Sukhoi and India plan to sign another contract in the framework of the joint project for the construction of a fifth generation multipurpose combat jet, Alexander Klementyev, a Sukhoi deputy director general told Itar-Tass.

 

“We hope the contract [for experimental design works] will be signed soon,” he was quoted as saying.

 

Indian and Russian government’s first signed the intergovernmental agreement on this project in 2007. Three years after, the sides inked a general contract on joint design and production and then the first engineering development contract. Works under this agreement were completed in 2013. “Since then, we have been working on the second contract for experimental design works,” Klementyev said, adding that this was a unique project aiming at long-term cooperation.

 

“We have never had such a format of cooperation before,” he said. “There used to be licensed production in China and in India, but now it will be joint designing and production of a new combat aircraft.”

 

The Sukhoi/HAL Fifth Generation Fighter Aircraft (FGFA) or Perspective Multi-role Fighter (PMF) is a fifth-generation fighter being developed by India and Russia. An agreement on the project was signed in Moscow on October 18, 2007. The future aircraft will have a number of differences from its Russian prototype - the PAK FA fifth generation fighter - to adjust it to the requirements of the Indian Air Force, the report said.

 

The next step in the FGFA project is the signing the R&D phase of the project which is likely to cost $11 billion.

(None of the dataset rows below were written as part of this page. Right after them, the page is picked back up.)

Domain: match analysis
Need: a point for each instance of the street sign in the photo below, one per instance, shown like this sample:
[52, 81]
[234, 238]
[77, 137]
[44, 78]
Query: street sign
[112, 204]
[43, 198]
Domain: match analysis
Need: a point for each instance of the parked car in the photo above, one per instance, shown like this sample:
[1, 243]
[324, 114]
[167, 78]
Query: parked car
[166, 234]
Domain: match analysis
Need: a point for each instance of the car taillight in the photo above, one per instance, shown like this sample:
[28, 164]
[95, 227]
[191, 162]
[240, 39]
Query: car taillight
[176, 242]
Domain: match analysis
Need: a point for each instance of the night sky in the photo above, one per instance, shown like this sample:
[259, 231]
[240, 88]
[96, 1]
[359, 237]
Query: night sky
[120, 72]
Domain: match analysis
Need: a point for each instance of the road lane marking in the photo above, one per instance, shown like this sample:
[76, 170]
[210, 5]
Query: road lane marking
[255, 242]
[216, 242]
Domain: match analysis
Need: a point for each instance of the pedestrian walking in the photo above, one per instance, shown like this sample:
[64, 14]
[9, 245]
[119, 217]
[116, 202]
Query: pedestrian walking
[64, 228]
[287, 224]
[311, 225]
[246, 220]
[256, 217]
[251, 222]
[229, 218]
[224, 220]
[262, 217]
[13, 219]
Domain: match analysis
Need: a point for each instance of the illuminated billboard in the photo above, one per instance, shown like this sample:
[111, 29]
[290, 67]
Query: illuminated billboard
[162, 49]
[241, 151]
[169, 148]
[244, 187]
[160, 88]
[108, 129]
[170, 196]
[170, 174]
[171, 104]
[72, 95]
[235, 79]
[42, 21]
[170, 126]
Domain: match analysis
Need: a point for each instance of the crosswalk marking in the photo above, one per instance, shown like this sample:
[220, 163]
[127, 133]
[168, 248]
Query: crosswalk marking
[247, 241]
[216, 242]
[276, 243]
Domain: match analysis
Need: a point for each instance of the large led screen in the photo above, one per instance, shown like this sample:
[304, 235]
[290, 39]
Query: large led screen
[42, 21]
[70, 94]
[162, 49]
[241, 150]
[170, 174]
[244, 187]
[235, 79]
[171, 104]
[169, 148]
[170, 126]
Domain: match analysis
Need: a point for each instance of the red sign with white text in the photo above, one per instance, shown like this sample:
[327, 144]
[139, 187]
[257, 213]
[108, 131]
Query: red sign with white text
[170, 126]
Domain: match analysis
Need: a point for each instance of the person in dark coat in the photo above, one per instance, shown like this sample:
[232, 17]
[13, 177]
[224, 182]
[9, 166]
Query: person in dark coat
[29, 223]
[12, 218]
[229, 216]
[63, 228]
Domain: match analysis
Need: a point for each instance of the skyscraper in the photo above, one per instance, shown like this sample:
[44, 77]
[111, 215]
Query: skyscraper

India and Russia, in 2010, signed the preliminary design contract (PDC) worth $295 million under which Indian designers and scientists were even stationed in Russia to work out the blueprints and documentation for the fighter.

 

The IAF had initially planned to order 166 single-seat and 48 twin-seat fighters, but India’s chief of air staff said in October 2012 that New Delhi would now go for only 144 single-seat jets, with domestic production slated to begin in 2020.

 

Earlier this year, the Business Standard reported that the Indian Air Force criticised the FGFA project, alleging that the Russian side would be unable to meet their promises about its performance.

 

Russian Ambassador to India Alexander Kadakin rubbished the reports. “We pay no attention to negative publications that appear from time to time and claim that Russia does not fulfil its obligations under the fifth generation fighter aircraft programme,” he was quoted as saying. “Russian-Indian military-technical cooperation under this programme develops as scheduled, and we have not received any official complaints from the Indian side.”